La Cour a annoncé la découverte deux jours plus tard.

En précisant qu’elle comprenait 5 000 livrets d’adhésion au Front allemand du travail et à l’Association allemande des syndicats, deux organisations syndicales affiliées au régime nazi.

Un membre de la police fédérale argentine tient un livre de propagande nazie saisi dans une imprimerie clandestine, à Buenos Aires, le 13 septembre 2023. (Crédit : Luis Robayo / AFP)

Mais plusieurs personnes ayant travaillé dans les archives connaissaient depuis longtemps l’existence de ces boîtes.

Un employé a confié les avoir vues dans la même pièce il y a une dizaine d’années, et avoir aperçu, dans l’une d’elles restée partiellement ouverte, des livrets portant des noms allemands.

Au début des années 1970, Alberto Garay, aujourd’hui avocat et expert en droit constitutionnel à Buenos Aires, rendait visite à un ami qui travaillait aux archives. Il a remarqué une pile de cahiers rouges, marqués de croix gammées et reliés entre eux par une ficelle, sur le sol.

« J’ai été surpris et j’ai demandé ‘Qu’avez-vous là ?’ ». Garay s’est souvenu. Il m’a répondu : « Ne touchez pas ».

Un navire et un raid

Selon la Cour suprême, le matériel serait arrivé en Argentine en 1941 à bord d’un navire japonais, dans une cargaison de 83 colis envoyés par l’ambassade d’Allemagne à Tokyo. La cargaison a été saisie par les agents des douanes, qui craignaient qu’elle ne porte atteinte à la neutralité de guerre de l’Argentine, selon la Cour.

Mais pour l’historien local Julio Mutti, spécialiste du nazisme en Argentine, cette version semble peu plausible. Dans un article publié le 15 mai, il avance que la Cour aurait confondu deux événements distincts survenus à un mois d’intervalle : l’arrivée du navire japonais, et une perquisition visant des organisations nazies clandestines.
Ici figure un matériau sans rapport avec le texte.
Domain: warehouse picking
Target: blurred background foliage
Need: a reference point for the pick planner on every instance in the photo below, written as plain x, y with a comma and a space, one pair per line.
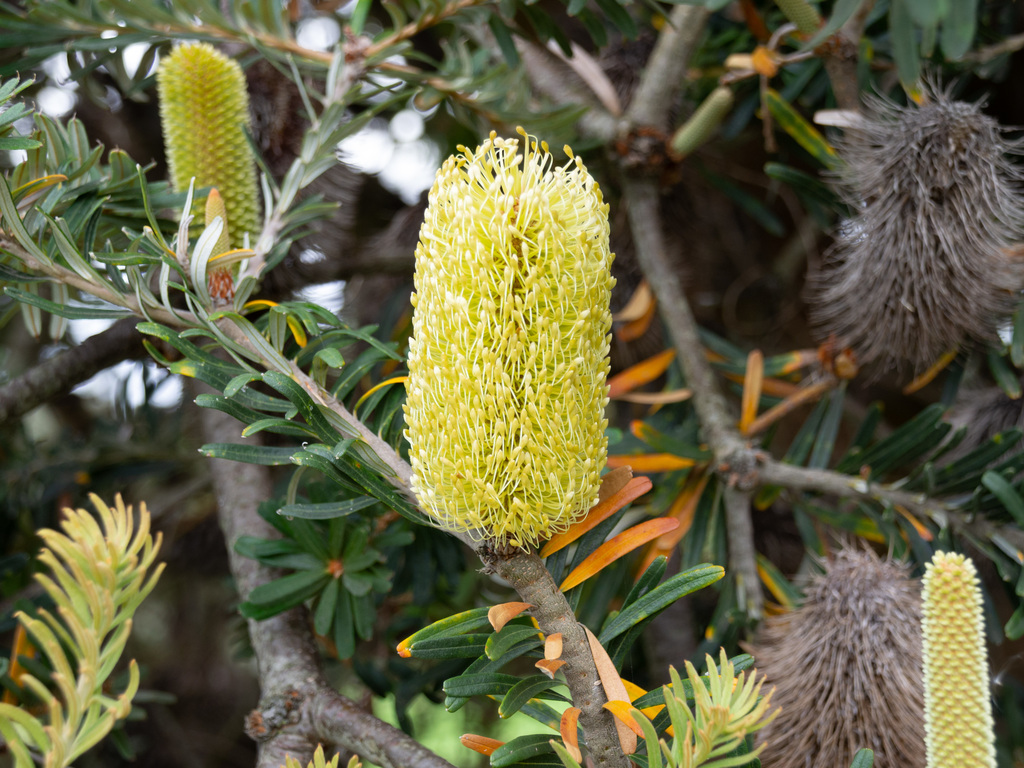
749, 214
Au début de la Seconde Guerre mondiale, l’Argentine comptait quelque 250 000 germanophones. Lorsque Hitler a annexé l’Autriche en 1938, plus de 10 000 personnes s’étaient rassemblées dans un stade de Buenos Aires pour célébrer l’événement, provoquant l’inquiétude d’une partie de la population.

En 1939, le président argentin a dissous la branche locale du parti nazi. Deux ans plus tard, en 1941, le Congrès a mis sur pied une commission d’enquête sur les activités nazies dans le pays. Lorsqu’un navire japonais, le Nan A Maru, a accosté à Buenos Aires, la commission aurait demandé au ministère des Affaires étrangères d’intervenir, selon le quotidien La Prensa, alors l’un des plus lus du pays.

Des documents nazis retrouvés dans des boîtes d’archives stockées au sous-sol du Palais de justice, à Buenos Aires, le 11 mai 2025. (Crédit : Cour suprême de justice d’Argentine/AFP)

À la même époque, la commission cherchait à savoir si le parti nazi interdit et le Front allemand du travail opéraient toujours dans la clandestinité.

Le 23 juillet – un mois après l’arrivée du navire – les autorités ont perquisitionné les bureaux de l’Association allemande des syndicats et de la Fédération des clubs allemands de bienfaisance et de culture, considérés comme des façades du parti nazi et de son bras syndical. Des milliers de carnets d’adhésion rouges ont été saisis, toujours selon La Prensa.

Les livrets auraient été entreposés à la Cour suprême.

Mutti, qui avait retrouvé la trace de ces perquisitions dans les archives dès 2016, était convaincu que les documents avaient été détruits pour libérer de l’espace dans les dépôts du tribunal.

Ainsi, dès que la découverte des carnets rouges au sous-sol a été annoncée, il a déclaré avoir immédiatement su d’où ils provenaient.

En juin, la Cour suprême a annoncé avoir lancé un processus de numérisation et de catalogage des documents, et a publié des photos montrant ses agents, masqués et coiffés de filets, en train d’examiner le contenu retrouvé.

Pour l’heure, on ignore ce que ces livrets redécouverts pourraient révéler. Quatre historiens interrogés par Reuters estiment qu’il est peu probable qu’ils apportent des informations nouvelles par rapport à celles déjà recensées par la commission de guerre.

Holger Meding, historien à l’université de Cologne, ne s’attend pas à une découverte majeure, mais souligne que « pour les historiens, chaque pièce de la mosaïque est importante ».